Tags are a way of marking up particular themes, categories, or information so you can categorise and find items in your library. Items can have many tags, including automatic ones that may be added from items saved online. To add tags to items, select an item and then on the right hand pane choose the 'Tags' option to view, add, and remove tags from the item. The Tag Selector pane in the bottom left of the Zotero interface allows you to view, select, and filter all of the tags in your library.

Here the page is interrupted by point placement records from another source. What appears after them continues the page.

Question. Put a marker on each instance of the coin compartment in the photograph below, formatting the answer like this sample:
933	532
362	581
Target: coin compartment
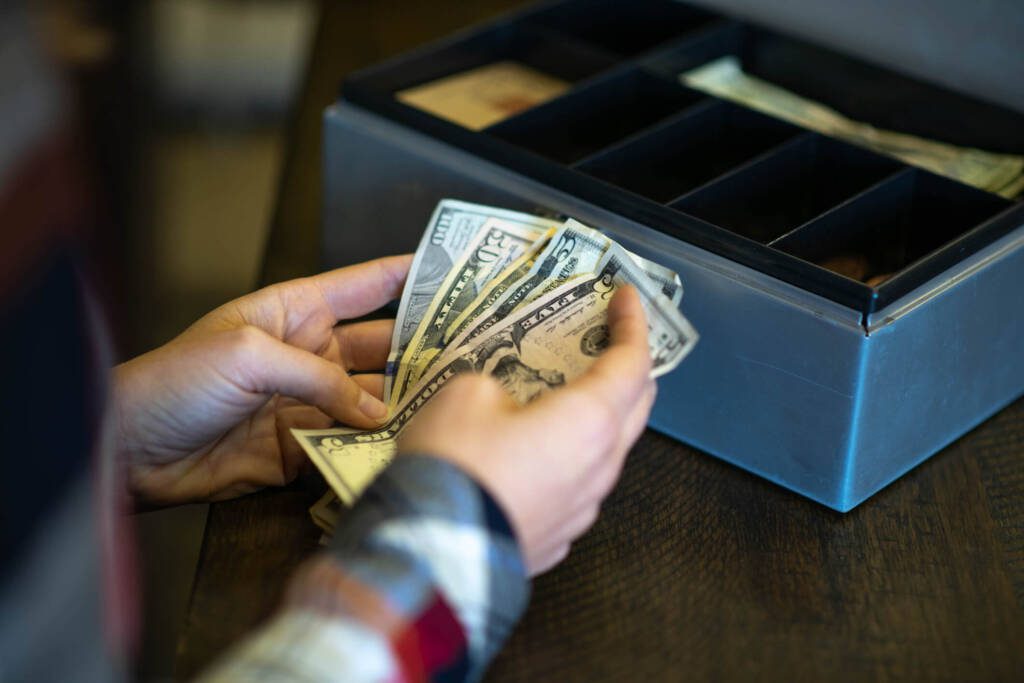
805	178
594	117
689	151
897	222
534	47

In the left hand pane under My Library, you'll find a Duplicate Items heading, where Zotero stores any duplicates in your library. Clicking on this heading will display all duplicate items, and then clicking on an duplicate item will bring up options to merge the duplicates, including allowing you to choose which is the 'master' item, or the one to prioritise in the merge.
Zotero allows full text PDFs to be attached to references, either when they are collected or afterwards. To add a PDF or link to full text article to an existing reference in your library, right click on the reference and choose Add Attachment.
Double clicking on an attached PDF will open it in your PDF viewer of choice. If you want to annotate PDFs, Microsoft Edge (web browser) on a Windows machine or Preview on a Mac are built in tools that allow you to annotate PDFs.
Zotero allows you to add your own notes to references, for example key points or quotations you might want to use in your work. Selecting any reference will bring up options on the right hand side of the interface including a 'Notes' option for adding notes.
In the right hand pane you can also add 'Related' references, which can help you build connections between texts and remember which ones have similar material.
Zotero has a built in feature that allows you to view the works in your library as a timeline, either by publication date or date you added the reference to the library. This can help you visualise the references in your library and think about the spread of literature you're using. You can find out more on Zotero's support page on timelines.
You can search your Zotero library, and you can also save searches if you don't want to move items into a collection, but do want to see those search results again.